Lors des trois dernières semaines, les Sherbrookoises et les Sherbrookois ont été témoins d’étranges évènements dans leur propre ville : de nombreux groupes d’étudiants arborant des costumes de toutes sortes se sont promenés un peu partout dans les rues en criant des chansons grivoises sans queue ni tête. Une mascarade habilement montée dans un seul et unique but : intégrer les nouveaux dans leur programme universitaire. J’ai moi-même vécu cette expérience il y a un an de cela et je comprends maintenant un peu mieux le but des intégrations, communément appelées « initiations ».  

Par Maude Robitaille

Les films américains les dépeignent comme de vulgaires beuveries parsemées d’humiliations gratuites envers les nouvelles recrues sans défense. Ils passent pourtant à côté d’un élément ô combien essentiel concernant les facultés d’ici: l’amour ou le sherbylove. C’est un mot qui décrit bien, paraît-il, la vie à l’Université de Sherbrooke, et j’en témoigne. Pourtant, en tant que nouvelle ou nouveau, on a parfois de la misère à sentir le sherbylove à travers l’angoisse de la rentrée et la fameuse peur des intégrations.

On reçoit, quelques semaines avant la rentrée, une lettre où on nous explique, tout sauf clairement, ce que seront ces quelques journées d’intégration. Le déguisement et les divers objets à se procurer sont, pour leur part, bien précis et soigneusement calculés : de quoi mêler les plus jeunes comme les plus vieux de retour aux études. C’est alors qu’une toute petite peur vient faire son nid au creux de notre ventre. Des images de ces fameux films américains nous reviennent en tête et hantent nos cauchemars. Puis, lorsque la fatidique journée marquant le début des intégrations arrive, nous réalisons que toutes nos anticipations étaient vaines, parce que oui, ce rite social peut s’avérer désagréable si le mélange de mayonnaise et de ketchup n’est pas notre shampooing favori, si l’odeur de la poudre pour bébé ne nous charme pas et si la langue de porc n’est pas un plat que nous apprécions, mais, au bout du compte, ce que nous avalons le plus aux initiations, c’est de l’amour (et de l’alcool).

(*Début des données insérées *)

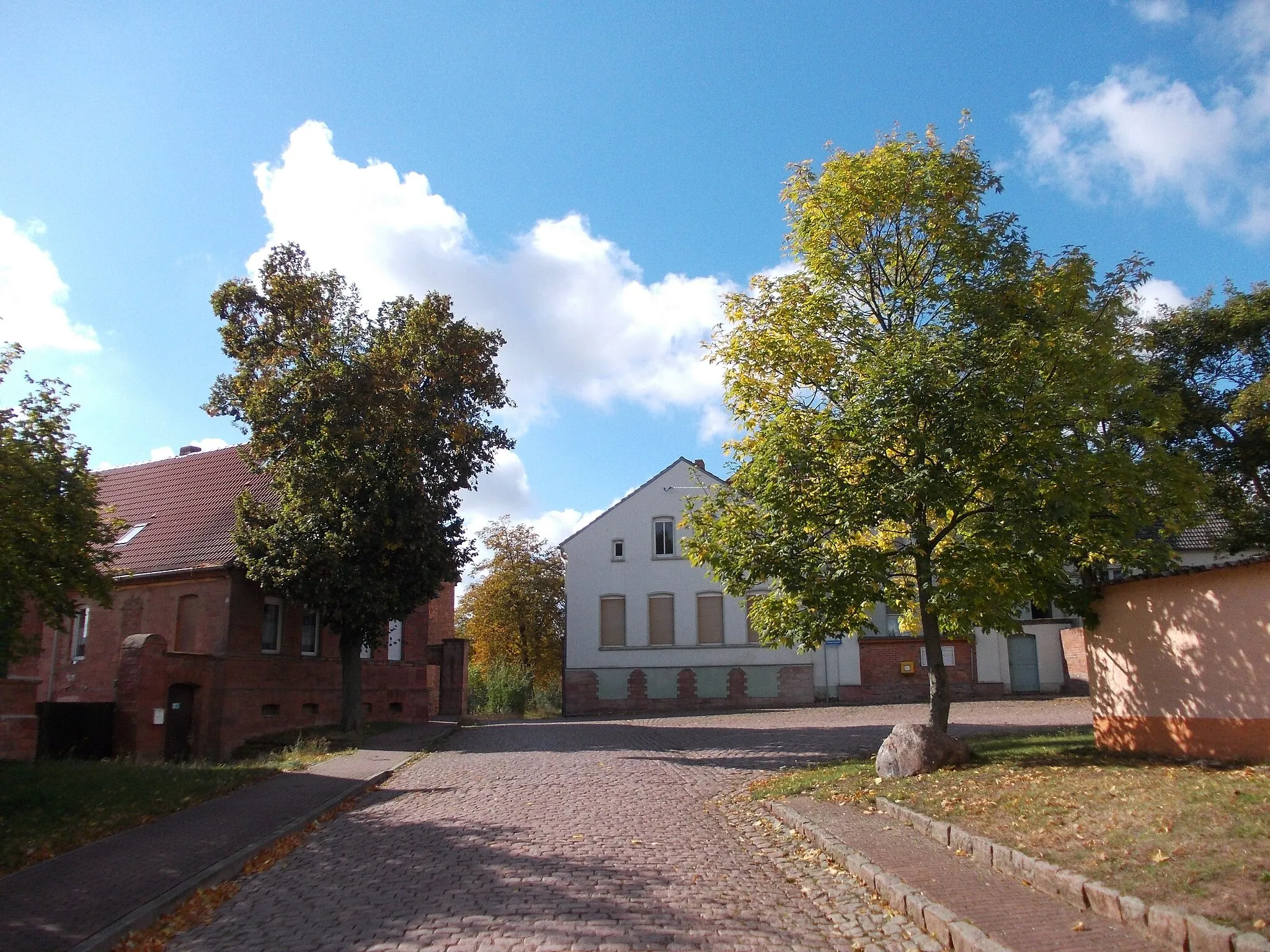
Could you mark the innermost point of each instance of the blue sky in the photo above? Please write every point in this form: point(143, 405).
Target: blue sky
point(590, 178)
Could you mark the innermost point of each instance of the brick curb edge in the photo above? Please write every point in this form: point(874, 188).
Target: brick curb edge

Pour avoir été intégratrice cette année, je dois avouer que j’ai aimé ces « petits » de tout mon cœur, et que mon principal but lors de ces trois jours passés avec eux a été de les intégrer le mieux possible à leur programme. Sachant pertinemment que la plupart quittaient pour la première fois le nid familial, je voulais que Sherbrooke soit pour eux un nouveau foyer, et les membres de leur cohorte, une deuxième famille. Puisque plusieurs entamaient leur toute première année en tant qu’universitaires, mon désir le plus profond était que l’Université les charme autant qu’elle m’avait charmée un an plus tôt.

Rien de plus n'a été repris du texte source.